Stock Groups

Ethereum is Up 28% Over the Past Few Weeks, How High Can It Fly? -Breaking

[ad_1]

Ethereum’s price has increased 28% over the last few weeks. But, how high could it go?

CoinMarketCap reports that it was at $3,058.29 for token as of the writing. This represents a 28% rise from its previous low of $2.211.01 on January 24, 2022. If you haven’t been paying much attention to this “old school” crypto project with the second largest market cap in the sector of $367 billion, you might want to start and here are some reasons why.

Gas prices are falling
As of two weeks ago, Ethereum’s gas fees are down 35% as developers continue to upgrade the network under its ETH2.0 development plan. The plan will boost transaction speeds to over 100,000 transactions per minute, which should further lower transaction costs, network congestion and delay in settlements.

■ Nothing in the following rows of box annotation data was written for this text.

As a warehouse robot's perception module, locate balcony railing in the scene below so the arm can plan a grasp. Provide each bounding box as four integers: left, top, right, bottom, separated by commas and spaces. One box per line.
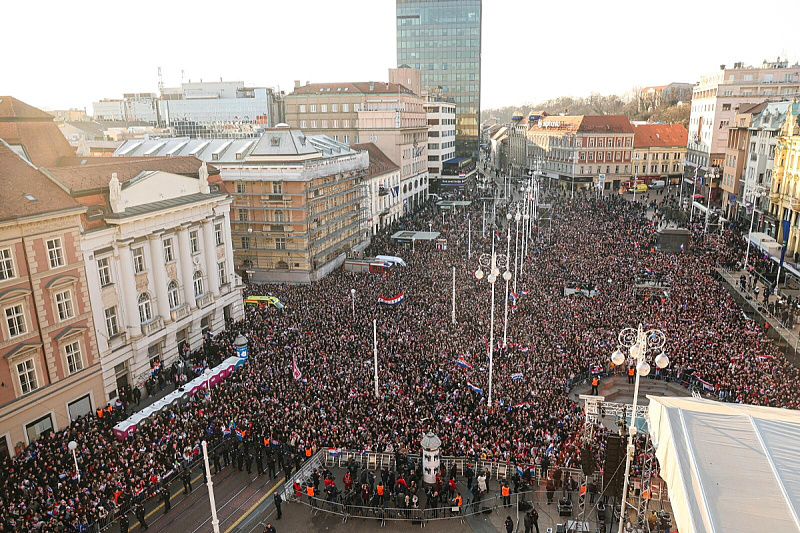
195, 292, 214, 307
142, 316, 164, 337
169, 304, 189, 322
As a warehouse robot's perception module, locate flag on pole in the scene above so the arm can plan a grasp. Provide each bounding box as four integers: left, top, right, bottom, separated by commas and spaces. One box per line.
378, 291, 406, 305
467, 380, 483, 394
292, 356, 303, 381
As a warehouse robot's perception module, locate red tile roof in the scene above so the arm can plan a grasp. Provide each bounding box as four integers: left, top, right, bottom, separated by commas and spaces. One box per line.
47, 156, 211, 194
0, 96, 75, 167
350, 143, 400, 178
0, 142, 83, 221
289, 81, 414, 96
633, 124, 689, 148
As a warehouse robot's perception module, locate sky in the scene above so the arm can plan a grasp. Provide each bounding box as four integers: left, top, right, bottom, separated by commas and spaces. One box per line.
0, 0, 800, 113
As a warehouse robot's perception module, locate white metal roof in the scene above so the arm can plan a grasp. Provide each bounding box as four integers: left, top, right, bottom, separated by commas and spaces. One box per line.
648, 396, 800, 533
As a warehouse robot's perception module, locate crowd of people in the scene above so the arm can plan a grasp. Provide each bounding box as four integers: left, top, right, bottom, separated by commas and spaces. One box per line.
0, 167, 800, 532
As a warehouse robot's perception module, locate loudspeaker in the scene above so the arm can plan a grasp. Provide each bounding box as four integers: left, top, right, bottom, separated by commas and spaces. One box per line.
603, 435, 626, 498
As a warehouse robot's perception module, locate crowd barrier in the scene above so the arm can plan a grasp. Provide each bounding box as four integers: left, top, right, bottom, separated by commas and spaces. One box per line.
114, 357, 245, 440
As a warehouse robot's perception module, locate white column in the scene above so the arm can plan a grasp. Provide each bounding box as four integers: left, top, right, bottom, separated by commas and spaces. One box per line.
203, 218, 219, 298
178, 224, 197, 309
117, 240, 142, 338
147, 232, 170, 322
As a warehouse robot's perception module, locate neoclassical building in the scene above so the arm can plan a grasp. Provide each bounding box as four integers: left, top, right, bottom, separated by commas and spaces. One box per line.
45, 156, 243, 399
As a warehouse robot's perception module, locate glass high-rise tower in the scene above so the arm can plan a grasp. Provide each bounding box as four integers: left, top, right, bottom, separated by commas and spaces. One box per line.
397, 0, 482, 157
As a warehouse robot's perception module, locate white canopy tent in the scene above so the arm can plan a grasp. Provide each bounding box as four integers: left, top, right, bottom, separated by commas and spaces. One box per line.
648, 396, 800, 533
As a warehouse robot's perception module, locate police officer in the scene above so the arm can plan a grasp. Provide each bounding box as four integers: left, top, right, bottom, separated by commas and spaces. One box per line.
133, 502, 148, 529
274, 491, 283, 520
161, 485, 172, 514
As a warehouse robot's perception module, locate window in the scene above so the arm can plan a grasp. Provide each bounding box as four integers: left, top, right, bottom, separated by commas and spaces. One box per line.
17, 359, 39, 394
139, 292, 153, 324
167, 279, 181, 309
56, 290, 75, 321
217, 261, 227, 285
189, 229, 198, 254
64, 341, 83, 375
5, 304, 27, 337
105, 306, 119, 339
47, 239, 64, 268
0, 248, 14, 281
133, 248, 145, 274
25, 414, 53, 442
97, 257, 111, 287
192, 270, 203, 298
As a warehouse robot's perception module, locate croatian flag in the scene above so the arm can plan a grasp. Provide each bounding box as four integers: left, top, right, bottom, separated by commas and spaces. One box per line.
378, 291, 406, 305
292, 356, 303, 381
467, 381, 483, 394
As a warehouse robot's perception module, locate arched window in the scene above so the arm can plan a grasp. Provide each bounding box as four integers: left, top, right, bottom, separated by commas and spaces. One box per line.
139, 292, 153, 324
192, 270, 203, 297
167, 279, 181, 309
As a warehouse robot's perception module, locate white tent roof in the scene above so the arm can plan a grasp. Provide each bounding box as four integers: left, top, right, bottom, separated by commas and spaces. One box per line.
648, 396, 800, 533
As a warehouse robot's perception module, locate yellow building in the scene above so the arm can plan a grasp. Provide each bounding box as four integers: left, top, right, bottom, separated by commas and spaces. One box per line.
769, 100, 800, 257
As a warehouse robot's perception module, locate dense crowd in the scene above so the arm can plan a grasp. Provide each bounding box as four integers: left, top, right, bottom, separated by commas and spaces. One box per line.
0, 172, 800, 531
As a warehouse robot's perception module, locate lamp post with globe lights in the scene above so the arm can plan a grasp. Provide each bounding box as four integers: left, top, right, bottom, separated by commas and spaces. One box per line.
475, 237, 511, 407
67, 440, 81, 483
611, 324, 669, 533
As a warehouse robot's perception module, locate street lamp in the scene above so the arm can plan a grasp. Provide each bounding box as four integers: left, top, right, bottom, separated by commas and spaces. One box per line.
202, 441, 219, 533
67, 440, 81, 483
475, 237, 508, 406
744, 185, 767, 270
611, 324, 669, 533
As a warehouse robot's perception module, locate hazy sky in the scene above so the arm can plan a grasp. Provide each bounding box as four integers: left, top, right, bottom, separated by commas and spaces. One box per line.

Ethereum’s deflationary drive continues
According to Ethereum tracking website, UltraSound.money, a total of $1.079 billion of Ethereum (ETH) fees were burned during January — setting a single month record. A “fee burn” is an automated “self-destruct” mechanism which removes from the circulating supply of coins a certain percentage of ETH. These fees were previously used to pay ETH miners as reward for their “proof-of-work” protocol as they validated transactions on the Ethereum blockchain.

The fee burn started Aug. 5, 2021 as a key first step toward upgrading the Ethereum network to a more efficient “proof-of-stake” consensus model, following the activation of EIP-1559. This feature, known as the burn, is an attempt to decrease Ethereum’s overall supply in order to increase its value using simple supply and demand principles.

Through the end of last year, the project had removed more than 1.5 million ETH from circulation — the equivalent of $4.5 billion U.S. dollars.

Ethereum is the backbone for popular DeFi and NFT activity
It’s worth noting that the more than $1 billion in burned Ethereum last month was totally transactional gas fees, which means a lot of transactions took place on that blockchain. Most of these transactions were conducted on OpenSea, the world’s leading NFT market. OpenSea set a new single month revenue record in January of more than $5 billion in NFT transactions — most of which occurred on the Ethereum network.

OpenSea records confirm that Ethereum continues to be the principal network for both decentralized finance and non-fungible token exchanges. DeFi has currently $100 billion worth of assets locked on the ETH blockchain. More money is being added to this automated banking system. NFTs have continued to experience explosive growth, with an all-time high of $20.8 million according to nonfungible.com at the time of writing.

What is the highest ETH can fly in a single year?
These trends will continue to be a benefit to the ETH project in 2022. It’s currently trading at $3,058 a 36% discount off its all-time high, and it could double or triple that price this year. Last year, it had a 450% return, so it’s certainly possible given its use cases and positive prospects. Considering the overhanging crypto regulations and current macro conditions, however, it is highly unlikely that the coin will reach $10,000.

Be sure to keep an eye on ETH as it could surprise us all — in a good way!

EMAIL NEWSLETTER

Get the other side of crypto!

Upgrade your inbox and get our DailyCoin editors’ picks 1x a week delivered straight to your inbox.

[contact-form-7]
With just one click, you can unsubscribe at any time.

Continue reading on DailyCoin

Disclaimer: Fusion MediaThis website does not provide accurate and current data. CFDs are stocks, indexes or futures. The prices of Forex and CFDs are not supplied by exchanges. They are instead provided by market makers. As such, the prices might not reflect market values and could be incorrect. Fusion Media does not accept any liability for trade losses you may incur due to the use of these data.

Fusion MediaFusion Media or any other person involved in the website will not be held responsible for any loss or damage resulting from reliance on this information, including charts, buy/sell signals, and data. Trading the financial markets is one of most risky investment options. Please make sure you are fully aware about the costs and risks involved.